We laughed our hearts out over the silly incident as we sat in the train. It doesn’t appear particularly comic in perspective; but it’s very hard to tell, at any time, what is going to tickle one’s sense of humour. Probably anything else would have done just as well. We were on the rising curve. The exaltation of love was combined with that of cocaine; and the romance and adventure of our lives formed an exhilarating setting for those superb jewels.
“Every day, in every way, I get better and better.”
M. Coué’s now famous formula is the precise intellectual expression of the curve of the cocaine honeymoon. Normal life is like an aeroplane before she rises.
There is a series of little bumps; all one can say is that one is getting along more or less. Then she begins to rise clear of earth. There are no more obstacles to the flight.
But there are still mental obstacles: a fence, a row of houses, a grove of elms or what not. One is a little anxious to realise that they have to be cleared. But as she soars into the boundless blue, there comes that sense of mental exhilaration that goes with boundless freedom.
Our grandfathers must have known something about this feeling by living in England before the liberty of the country was destroyed by legislation, or rather the delegation of legislation to petty officialdom.
About six months ago I imported some tobacco, rolls of black perique, the best and purest in the world. By-and-by I got tired of cutting it up, and sent it to a tobacconist for the purpose.
Oh, dear no, quite impossible without a permit from the Custom House!
I suppose I really ought to give myself up to the police.
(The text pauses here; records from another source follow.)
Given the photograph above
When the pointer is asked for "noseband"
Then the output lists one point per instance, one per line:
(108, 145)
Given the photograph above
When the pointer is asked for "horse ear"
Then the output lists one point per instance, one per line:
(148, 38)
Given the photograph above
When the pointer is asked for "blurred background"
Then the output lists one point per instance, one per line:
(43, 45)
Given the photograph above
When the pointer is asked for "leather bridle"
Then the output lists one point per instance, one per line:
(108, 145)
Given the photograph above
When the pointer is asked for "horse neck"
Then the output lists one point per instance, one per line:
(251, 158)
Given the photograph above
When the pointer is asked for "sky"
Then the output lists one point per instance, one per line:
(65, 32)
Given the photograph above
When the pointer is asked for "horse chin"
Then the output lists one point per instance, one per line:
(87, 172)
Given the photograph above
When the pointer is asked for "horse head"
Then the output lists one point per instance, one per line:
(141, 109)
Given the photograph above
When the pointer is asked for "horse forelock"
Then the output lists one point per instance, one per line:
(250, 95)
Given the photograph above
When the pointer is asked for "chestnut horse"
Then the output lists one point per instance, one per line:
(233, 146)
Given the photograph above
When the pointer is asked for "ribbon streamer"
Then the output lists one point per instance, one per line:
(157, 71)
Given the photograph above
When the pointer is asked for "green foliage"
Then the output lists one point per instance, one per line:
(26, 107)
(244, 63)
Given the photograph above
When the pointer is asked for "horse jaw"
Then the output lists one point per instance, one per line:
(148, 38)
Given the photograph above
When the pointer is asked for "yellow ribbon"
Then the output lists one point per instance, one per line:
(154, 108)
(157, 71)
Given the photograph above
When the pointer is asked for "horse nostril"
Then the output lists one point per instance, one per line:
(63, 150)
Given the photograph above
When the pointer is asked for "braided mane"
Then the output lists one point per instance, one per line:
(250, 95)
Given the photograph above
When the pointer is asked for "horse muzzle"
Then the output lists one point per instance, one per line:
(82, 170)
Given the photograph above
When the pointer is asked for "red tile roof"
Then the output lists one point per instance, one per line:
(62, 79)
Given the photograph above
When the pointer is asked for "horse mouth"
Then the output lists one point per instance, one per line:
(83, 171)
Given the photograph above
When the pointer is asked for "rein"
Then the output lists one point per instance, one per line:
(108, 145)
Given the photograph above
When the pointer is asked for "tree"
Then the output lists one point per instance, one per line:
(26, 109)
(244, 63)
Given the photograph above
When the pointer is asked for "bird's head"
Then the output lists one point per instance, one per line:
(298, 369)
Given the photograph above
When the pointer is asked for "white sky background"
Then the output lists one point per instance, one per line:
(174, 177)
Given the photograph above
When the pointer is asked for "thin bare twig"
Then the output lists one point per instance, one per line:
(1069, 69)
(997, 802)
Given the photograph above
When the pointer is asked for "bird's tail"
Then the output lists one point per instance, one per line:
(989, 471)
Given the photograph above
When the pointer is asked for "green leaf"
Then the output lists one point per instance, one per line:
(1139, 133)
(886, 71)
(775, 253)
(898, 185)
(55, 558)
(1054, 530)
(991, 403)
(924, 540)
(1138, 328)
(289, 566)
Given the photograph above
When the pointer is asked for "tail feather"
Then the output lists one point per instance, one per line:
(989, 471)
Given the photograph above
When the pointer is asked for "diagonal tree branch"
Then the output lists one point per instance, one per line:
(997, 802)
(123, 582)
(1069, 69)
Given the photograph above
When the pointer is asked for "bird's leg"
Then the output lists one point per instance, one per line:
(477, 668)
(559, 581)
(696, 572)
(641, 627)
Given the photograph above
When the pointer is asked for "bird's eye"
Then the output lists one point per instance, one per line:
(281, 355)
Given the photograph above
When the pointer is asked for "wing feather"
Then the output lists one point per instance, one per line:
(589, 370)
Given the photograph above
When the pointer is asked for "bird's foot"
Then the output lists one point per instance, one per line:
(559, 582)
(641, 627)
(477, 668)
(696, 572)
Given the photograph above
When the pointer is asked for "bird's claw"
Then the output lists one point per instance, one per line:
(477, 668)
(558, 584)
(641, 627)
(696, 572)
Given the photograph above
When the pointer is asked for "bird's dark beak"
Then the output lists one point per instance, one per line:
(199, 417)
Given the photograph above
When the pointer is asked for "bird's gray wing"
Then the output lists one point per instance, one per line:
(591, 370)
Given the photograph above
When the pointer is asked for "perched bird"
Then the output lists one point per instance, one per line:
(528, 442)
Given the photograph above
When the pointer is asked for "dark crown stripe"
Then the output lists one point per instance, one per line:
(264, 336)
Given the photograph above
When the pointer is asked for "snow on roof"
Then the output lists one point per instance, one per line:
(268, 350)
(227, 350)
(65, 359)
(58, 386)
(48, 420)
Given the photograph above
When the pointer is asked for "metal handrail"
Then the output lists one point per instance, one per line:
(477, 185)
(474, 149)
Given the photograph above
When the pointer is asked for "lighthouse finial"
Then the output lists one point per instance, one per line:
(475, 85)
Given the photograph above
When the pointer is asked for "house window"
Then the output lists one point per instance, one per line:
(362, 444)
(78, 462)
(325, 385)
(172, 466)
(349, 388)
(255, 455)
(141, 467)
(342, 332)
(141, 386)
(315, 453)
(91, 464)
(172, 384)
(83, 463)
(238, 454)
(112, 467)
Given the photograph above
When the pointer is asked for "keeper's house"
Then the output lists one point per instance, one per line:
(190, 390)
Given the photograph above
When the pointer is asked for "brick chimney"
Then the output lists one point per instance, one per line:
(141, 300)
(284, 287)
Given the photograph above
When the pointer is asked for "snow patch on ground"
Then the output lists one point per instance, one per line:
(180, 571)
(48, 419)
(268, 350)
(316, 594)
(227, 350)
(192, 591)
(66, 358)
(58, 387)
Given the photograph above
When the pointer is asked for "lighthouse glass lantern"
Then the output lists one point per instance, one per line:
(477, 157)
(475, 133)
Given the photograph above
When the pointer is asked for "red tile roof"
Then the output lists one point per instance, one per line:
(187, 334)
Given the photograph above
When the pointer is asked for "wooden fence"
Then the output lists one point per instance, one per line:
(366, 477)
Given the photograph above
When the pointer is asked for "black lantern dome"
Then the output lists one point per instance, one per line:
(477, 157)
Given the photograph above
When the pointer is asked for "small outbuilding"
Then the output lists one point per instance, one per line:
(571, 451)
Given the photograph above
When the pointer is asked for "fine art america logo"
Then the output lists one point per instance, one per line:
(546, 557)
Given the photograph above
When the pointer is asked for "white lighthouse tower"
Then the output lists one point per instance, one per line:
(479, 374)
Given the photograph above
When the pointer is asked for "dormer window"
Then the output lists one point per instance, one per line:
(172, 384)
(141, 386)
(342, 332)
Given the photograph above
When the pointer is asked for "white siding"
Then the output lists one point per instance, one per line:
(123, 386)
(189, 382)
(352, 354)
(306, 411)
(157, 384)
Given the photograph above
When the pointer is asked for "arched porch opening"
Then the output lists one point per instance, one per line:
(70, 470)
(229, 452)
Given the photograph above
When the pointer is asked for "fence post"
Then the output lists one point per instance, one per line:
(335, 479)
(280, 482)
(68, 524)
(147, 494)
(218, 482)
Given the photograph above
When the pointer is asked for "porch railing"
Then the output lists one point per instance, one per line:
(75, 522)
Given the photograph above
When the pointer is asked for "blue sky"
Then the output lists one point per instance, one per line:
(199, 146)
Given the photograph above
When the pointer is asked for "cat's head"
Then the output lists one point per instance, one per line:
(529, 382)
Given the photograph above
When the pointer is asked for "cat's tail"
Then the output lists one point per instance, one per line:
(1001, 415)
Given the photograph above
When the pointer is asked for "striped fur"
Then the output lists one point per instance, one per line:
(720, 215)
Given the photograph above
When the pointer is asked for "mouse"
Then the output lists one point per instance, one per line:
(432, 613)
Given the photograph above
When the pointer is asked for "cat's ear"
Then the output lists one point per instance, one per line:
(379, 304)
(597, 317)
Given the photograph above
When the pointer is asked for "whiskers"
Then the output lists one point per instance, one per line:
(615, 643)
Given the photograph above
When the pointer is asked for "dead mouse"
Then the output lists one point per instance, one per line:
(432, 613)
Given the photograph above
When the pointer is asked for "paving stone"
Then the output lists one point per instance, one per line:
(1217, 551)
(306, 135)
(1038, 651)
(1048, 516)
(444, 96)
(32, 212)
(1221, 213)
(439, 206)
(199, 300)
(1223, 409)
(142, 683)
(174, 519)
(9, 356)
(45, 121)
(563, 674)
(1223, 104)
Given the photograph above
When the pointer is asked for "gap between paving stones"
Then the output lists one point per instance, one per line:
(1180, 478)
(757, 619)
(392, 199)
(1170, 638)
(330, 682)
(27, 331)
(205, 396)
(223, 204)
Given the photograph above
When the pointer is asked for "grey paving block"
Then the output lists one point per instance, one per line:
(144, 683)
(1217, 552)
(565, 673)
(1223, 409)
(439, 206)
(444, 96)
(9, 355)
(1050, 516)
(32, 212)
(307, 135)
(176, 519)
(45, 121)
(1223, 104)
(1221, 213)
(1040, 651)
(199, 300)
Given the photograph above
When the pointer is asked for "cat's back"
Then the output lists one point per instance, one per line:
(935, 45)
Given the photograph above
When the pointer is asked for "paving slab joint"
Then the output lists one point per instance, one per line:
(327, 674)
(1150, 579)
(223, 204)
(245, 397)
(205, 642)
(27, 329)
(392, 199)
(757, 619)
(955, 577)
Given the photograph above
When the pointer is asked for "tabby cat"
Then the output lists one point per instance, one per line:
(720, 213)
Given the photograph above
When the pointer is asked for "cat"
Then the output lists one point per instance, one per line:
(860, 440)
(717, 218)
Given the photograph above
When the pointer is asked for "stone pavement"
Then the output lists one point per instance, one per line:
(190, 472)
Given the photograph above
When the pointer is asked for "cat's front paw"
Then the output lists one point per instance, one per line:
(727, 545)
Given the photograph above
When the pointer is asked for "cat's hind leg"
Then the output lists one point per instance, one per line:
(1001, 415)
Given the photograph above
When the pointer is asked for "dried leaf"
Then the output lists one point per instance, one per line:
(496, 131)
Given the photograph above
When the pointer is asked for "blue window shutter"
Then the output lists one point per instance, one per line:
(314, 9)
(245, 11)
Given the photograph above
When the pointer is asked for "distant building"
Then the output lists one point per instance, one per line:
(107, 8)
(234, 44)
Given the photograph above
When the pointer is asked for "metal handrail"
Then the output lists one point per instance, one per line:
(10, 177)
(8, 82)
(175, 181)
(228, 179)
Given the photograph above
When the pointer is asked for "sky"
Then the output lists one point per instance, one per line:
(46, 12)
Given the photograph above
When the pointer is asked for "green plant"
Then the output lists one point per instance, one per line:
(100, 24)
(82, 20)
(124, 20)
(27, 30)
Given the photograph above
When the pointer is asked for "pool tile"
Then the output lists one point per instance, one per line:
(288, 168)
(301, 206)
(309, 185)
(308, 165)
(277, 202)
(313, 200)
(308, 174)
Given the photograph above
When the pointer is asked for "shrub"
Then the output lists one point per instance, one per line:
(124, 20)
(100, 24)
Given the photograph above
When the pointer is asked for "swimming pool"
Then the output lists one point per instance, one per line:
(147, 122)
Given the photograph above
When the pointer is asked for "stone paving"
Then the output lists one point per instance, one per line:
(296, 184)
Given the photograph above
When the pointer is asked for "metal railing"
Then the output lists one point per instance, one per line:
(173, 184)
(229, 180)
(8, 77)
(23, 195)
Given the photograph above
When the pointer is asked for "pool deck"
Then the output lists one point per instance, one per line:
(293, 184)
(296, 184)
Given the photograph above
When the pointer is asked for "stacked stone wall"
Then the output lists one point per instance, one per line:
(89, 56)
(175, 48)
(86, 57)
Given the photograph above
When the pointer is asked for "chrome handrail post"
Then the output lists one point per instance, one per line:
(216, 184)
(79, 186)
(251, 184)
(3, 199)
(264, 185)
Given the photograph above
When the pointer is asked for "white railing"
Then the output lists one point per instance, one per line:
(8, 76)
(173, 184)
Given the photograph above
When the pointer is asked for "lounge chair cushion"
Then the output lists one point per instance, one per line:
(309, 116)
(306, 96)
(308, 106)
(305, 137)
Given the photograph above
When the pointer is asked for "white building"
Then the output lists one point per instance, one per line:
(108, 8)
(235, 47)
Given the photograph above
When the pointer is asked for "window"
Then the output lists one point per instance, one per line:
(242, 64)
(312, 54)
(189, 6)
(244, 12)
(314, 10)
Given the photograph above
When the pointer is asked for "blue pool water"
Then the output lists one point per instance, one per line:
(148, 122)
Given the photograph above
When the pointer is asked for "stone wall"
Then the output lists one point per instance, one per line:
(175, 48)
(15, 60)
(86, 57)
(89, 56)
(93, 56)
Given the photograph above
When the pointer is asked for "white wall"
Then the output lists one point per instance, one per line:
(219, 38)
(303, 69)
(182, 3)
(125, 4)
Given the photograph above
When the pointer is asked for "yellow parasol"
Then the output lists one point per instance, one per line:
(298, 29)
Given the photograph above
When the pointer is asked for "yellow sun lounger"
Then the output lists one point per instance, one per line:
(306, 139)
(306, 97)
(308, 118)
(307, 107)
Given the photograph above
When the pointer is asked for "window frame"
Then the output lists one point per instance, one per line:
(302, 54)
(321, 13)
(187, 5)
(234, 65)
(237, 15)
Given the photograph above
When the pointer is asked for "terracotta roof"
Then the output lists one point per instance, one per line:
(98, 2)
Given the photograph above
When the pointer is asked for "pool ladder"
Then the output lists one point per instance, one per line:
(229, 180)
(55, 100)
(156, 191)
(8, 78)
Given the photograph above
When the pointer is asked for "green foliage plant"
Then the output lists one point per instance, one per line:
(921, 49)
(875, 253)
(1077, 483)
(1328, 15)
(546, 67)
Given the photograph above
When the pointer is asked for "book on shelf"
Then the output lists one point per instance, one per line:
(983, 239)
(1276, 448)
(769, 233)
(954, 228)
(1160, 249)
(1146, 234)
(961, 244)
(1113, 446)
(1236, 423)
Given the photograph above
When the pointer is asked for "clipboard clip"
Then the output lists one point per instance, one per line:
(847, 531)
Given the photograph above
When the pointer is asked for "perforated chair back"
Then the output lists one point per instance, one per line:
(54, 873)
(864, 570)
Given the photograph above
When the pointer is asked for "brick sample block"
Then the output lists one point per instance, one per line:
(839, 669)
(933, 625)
Yes, as one gets into the full swing of cocaine, one loses all consciousness of the bumpy character of this funny old oblate spheroid. One is really very much more competent to deal with the affairs of life, that is, in a certain sense of the word.
M. Coué is perfectly right, just as the Christian Scientists and all those people are perfectly right, in saying that half our troubles come from our consciousness of their existence, so that if we forget their existence, they actually cease to exist!
Haven’t we got an old proverb to the effect that “what the eye doesn’t see, the heart doesn’t grieve over”?
When one is on one’s cocaine honeymoon, one is really, to a certain extent, superior to one’s fellows. One attacks every problem with perfect confidence. It is a combina
tion of what the French call elan and what they call insouciance.
The British Empire is due to this spirit. Our young men went out to India and all sorts of places, and walked all over everybody because they were too ignorant to realise the difficulties in their way. They were taught that if one had good blood in one’s veins, and a public school and university training to habituate one to being a lord of creation, and to the feeling that it was impossible to fail, and to not knowing enough to know when one was beaten, nothing could ever go wrong.
We are losing the Empire because we have become “sicklied o’er with the pale cast of thought”. The intellectuals have made us like “the poor cat in the adage”. The spirit of Hamlet has replaced that of Macbeth. Macbeth only went wrong because the heart was taken out of him by Macduff’s interpretation of what the witches had said.
Coriolanus only failed when he stopped to think. As the poet says, “The love of knowledge is the hate of life.”
Cocaine removes all hesitation. But our forefathers owed their freedom of spirit to the real liberty which they had won; and cocaine is merely Dutch courage. However, while it lasts, it’s all right.
Chapter IV
Au Pays De Cocaine
I can’t remember any details of our first week in Paris. Details had ceased to exist. We whirled from pleasure to pleasure in one inexhaustible rush. We took everything in our stride. I cannot begin to describe the blind, boundless beatitude of love. Every incident was equally exquisite.